The story of Fannie Mae is certainly interesting in this regard for the fact that it was commissioned in 1938 after the Great Depression provide the necessary impetus to the US housing market as a part of the New Deal (a series of economic programmes enacted in US between 1933 and 1936). Interestingly, it was this mortgage giant that ended up initiating the second biggest financial crisis ever. In fact, by the time Global Financial Crisis started (in the second quarter of 2008) Fannie Mae and Freddie Mac (the younger counter art of Fannie Mae was commissioned in 1970 to give competition to the former) had been exposed to subprime/Alt-A loans worth a mind-boggling $388 billion and $392 billion respectively. Certainly, considering that the annual Private-label Mortgage-backed Securities issuances remained at over $800 billion per year in 2005 and 2006, one cannot say that these GSEs caused the crisis, but they for sure were the biggest contributors. Perhaps this was what prompted Senator John McCain to say that “the catalyst for this housing crisis” was Fannie Mae and Freddie Mac. In one of the debates during the Presidential campaign in 2008, he had claimed that these two GSEs “caused the subprime lending situation that now caused the housing market in America to collapse.”

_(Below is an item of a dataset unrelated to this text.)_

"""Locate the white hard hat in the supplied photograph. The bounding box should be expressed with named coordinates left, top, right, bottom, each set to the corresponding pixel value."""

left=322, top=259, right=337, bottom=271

However, with the taxpayers owing close to 80% of the two GSEs post bankruptcy, the onus was on the government to use them to reorganise the US housing market. And as it can be seen, the job is done, at least to some extent. After long, the US housing market seems gaining legs. What is more interesting is the fact that now it’s in a situation where people have started looking forward to it as a growth driver. Agrees Celia Chen, West Chester based Senior Director at Moody’s Analytics, as she tells B&E, “Housing, once the Achilles’ heel of the US economy, is starting to look like a source of strength in a recovery that has lost its vigor and faces significant roadblocks. That housing is now a bright spot speaks more about the weakness of the recovery than absolute strength in housing.” This comes as a relief at a time when the other drivers of growth are faltering. Housing is about to turn from being a drag on the broader economy to being a driver.